This repository contains the data, code, and analysis for the project titled "What Race is Leadership? A Statistical Approach to Evaluating Racial Equity in NFL Coach Hires". The project aims to uncover racial disparities in NFL coaching hires using advanced statistical methods.
This study evaluates the effectiveness of the NFL’s Rooney Rule and explores systemic biases within coaching hires, focusing on three key hypotheses:
- Career longevity is a strong indicator of coaching potential.
- Career performance metrics are the best indicators of coaching potential.
- Racial biases exist in the NFL's coaching hiring practices.
The analysis uses historical NFL data, which was cleaned and processed for the investigation. It also employs the rethnicity library to estimate racial identities based on names, and logistic regression models to predict coaching potential.
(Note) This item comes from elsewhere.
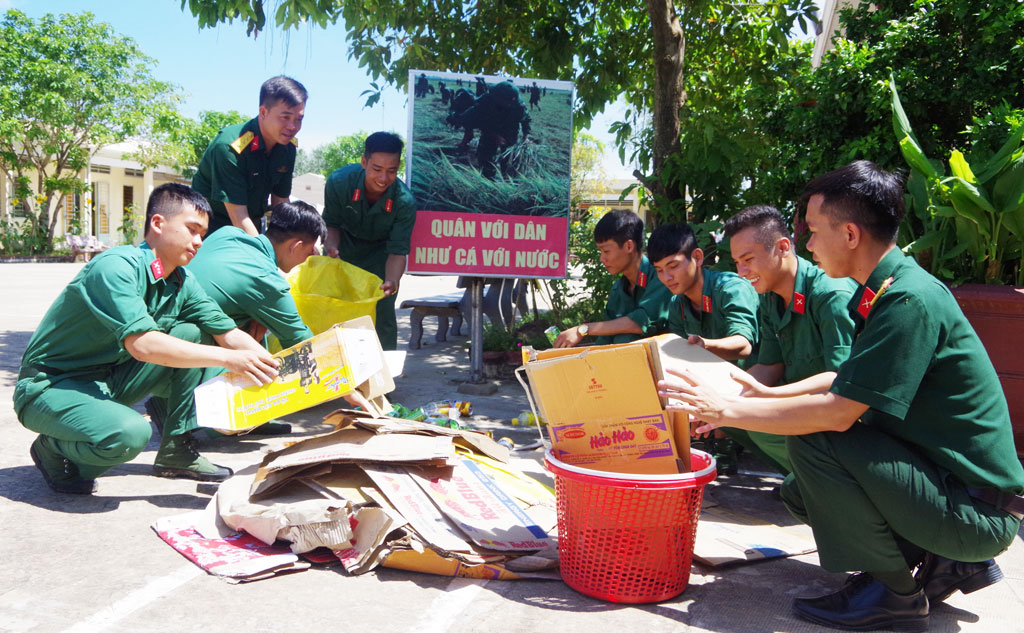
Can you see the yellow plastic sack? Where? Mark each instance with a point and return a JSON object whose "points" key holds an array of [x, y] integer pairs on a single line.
{"points": [[328, 291]]}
- Data Cleaning and Processing: JSON datasets converted to CSV format, aggregation of player performance metrics, and matching with coaching transition data.
- Statistical Analysis: Various statistical models were tested to identify the strongest predictors of coaching success. These models consider performance metrics such as career wins, losses, and ties.
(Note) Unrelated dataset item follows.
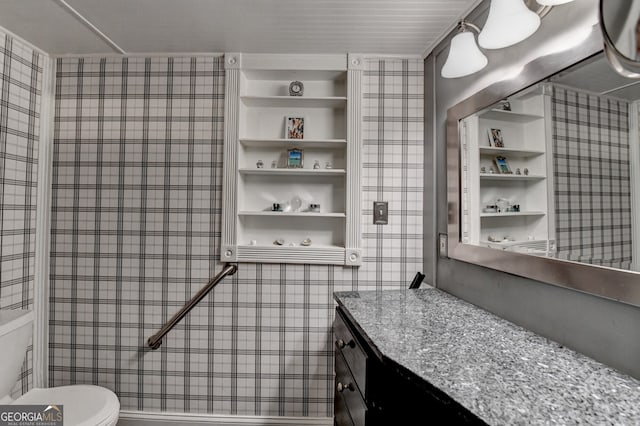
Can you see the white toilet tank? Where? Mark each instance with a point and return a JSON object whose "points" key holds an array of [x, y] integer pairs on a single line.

- Racial Bias Exploration: Statistical methods are applied to compare the expected racial composition of coaches with the actual composition, highlighting underrepresentation of minority coaches.
The study includes:
- Data scraping from Pro Football Reference and processing through Python scripts.
- Application of forward selection regression to identify relevant predictors of coaching success.
- Imputation of racial identities using the rethnicity package.
The study finds that career longevity is not a reliable predictor of a player's potential for coaching success, while resilience (measured by losses and ties) is a stronger indicator of that potential. The analysis also reveals significant racial disparities in the hiring of coaches, with a stark underrepresentation of Black coaches in the NFL.